2005年04月11日
試練の道選んだ「侍」:飯島智則
ナショナルズ大家友和投手(29)を見ると、いつもハンバーガーを思い出す。マイナー時代の話を聞いたことがある。
まだ米国に慣れぬころ、試合後にバスに乗った。周囲の選手はピザなどの食事を用意しており、バスの中で食べていた。大家は用意していなかった。遠征先に到着してから夕食にするつもりだった。しかし道のりは長い。遠征先に着くと深夜になっていた。ホテルのレストランは閉店していた。
空腹に耐えられず、ホテルの周囲を見渡すとマクドナルドがあった。駆け付けてみると、時間が遅いため安全上の問題からドライブスルーのみの営業。仕方がなく車の後に並んだ。前の車が進むと、大家は歩いて進んだ。周囲の好奇な目にさらされながらハンバーガーを買い、空腹を満たした。そうやってメジャーに上がってきた。彼のマイナー生活の、ほんの一部でしかない話。しかし、彼の投手としての、人間としての強さを支える一因になっているだろう。
カージナルス田口壮外野手(35)は何度もマイナー降格を経験した。開幕試合の5時間前にマイナー通告という悪夢もあった。チームに貢献する活躍をしても、なかなか恵まれた起用をされなかった。メジャー本拠地のセントルイスと3A本拠地のメンフィスの移動を繰り返した。
昨年はメジャーでチームのリーグ優勝に貢献する活躍を見せ、ワールドシリーズの第1戦にスタメン出場した。スタンドにいた恵美子夫人の言葉。「ここまで連れてきてもらって本当に感謝しています。主人が、よくここまで我慢してくれたと思う」。我慢。漢字でほんの2文字の言葉に、一体どれだけの思いが込められているのだろうか。
この試合、投手へボテボテの内野安打を放った田口は「自分らしい安打だったかな」と笑っていた。スマートではない安打を、この舞台にたどり着くまでの道のりに当てはめていたのだろう。その笑顔を見ていたら、何と格好のいい男だろうと思った。
メジャー挑戦の先駆者、デビルレイズ野茂英雄投手(36)は解雇やマイナーを経験しながら6球団を渡り歩き、なおもメジャーで戦っている。決してマリナーズ・イチロー、ヤンキース松井の活躍だけが、大リーグではない。

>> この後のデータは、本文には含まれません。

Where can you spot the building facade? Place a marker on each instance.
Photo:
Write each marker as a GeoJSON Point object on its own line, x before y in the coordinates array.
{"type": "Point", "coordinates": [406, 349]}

日本球界を旅立ったスター選手、中村紀洋内野手(31)は今、ドジャース傘下の3Aラスベガスにいる。マイナー行きが決まった日、中村は「代理人に任せて、オファーがあれば考えたい」と、移籍を示唆した。日本球界への復帰も否定しなかった。
だが、翌日になってマイナー行きを了承した。迷う一夜だっただろう。それでも「4月中にメジャー昇格?
そらそうでしょ。すぐにでもレギュラーを取ったろか」と、強気なセリフを口にした。7日の開幕戦では三塁強襲の2点適時打。第2戦でも初本塁打など3安打の活躍を見せた。「打たないと上に上がれませんから」。試練の道が、栄光につながると信じて戦っている。
中村のバットやグラブには「侍」という文字が書いてある。彼がメジャーに上がるとき、どんな「サムライ」に変ぼうしているだろうか。